Cooperation of Dual Organic Spacers and A Site Cations for High-Performance Quasi-2D Ruddlesden–Popper Perovskite Solar Cells

Abstract

Ruddlesden–Popper (RP) quasi-two-dimensional (2D) perovskites exhibit enhanced stability compared to their three-dimensional (3D) counterparts due to the incorporation of bulky organic spacers. However, their efficiency is relatively low owing to the large exciton binding energy and quantum confinement effects associated with these organic spacers. Herein, a diversified cation regulation strategy is developed by adjusting both the spacers and A-site cations, achieving the fabrication of mixed 4-fluoro-phenethylammonium (F-PEA⁺)/n-butylammonium (BA⁺) and formamidinium (FA⁺)/methylammonium (MA⁺) n = 4 quasi-2D RP perovskite solar cells.

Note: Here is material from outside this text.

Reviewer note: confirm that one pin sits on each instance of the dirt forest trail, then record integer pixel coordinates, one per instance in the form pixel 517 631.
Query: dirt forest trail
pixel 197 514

Primarily, the introduction of F-PEA⁺ induces an ordered distribution of the film from low-n to high-n phases, resulting in enhanced crystallinity, larger grain size, fewer cracks, and voids as well as high-quality perovskite films with preferred orientation. Furthermore, the incorporation of FA⁺ reduces the bandgap of the perovskite, facilitating exciton dissociation and enhancing carrier transport capabilities. Ultimately, under the cooperation effect, the obvious elevation in the efficiency of NiO_x-based (BA_0.9F-PEA_0.1)₂(MA_0.8FA_0.2)₃Pb₄I₁₃ n = 4 quasi-2D RP perovskite solar cells from 12.51 to 15.68% is achieved. Additionally, the unencapsulated devices retain 80.4% of initial efficiency after 1100 h of heating at 60 °C in ambient air with 40% relative humidity, demonstrating excellent thermal and moisture stability.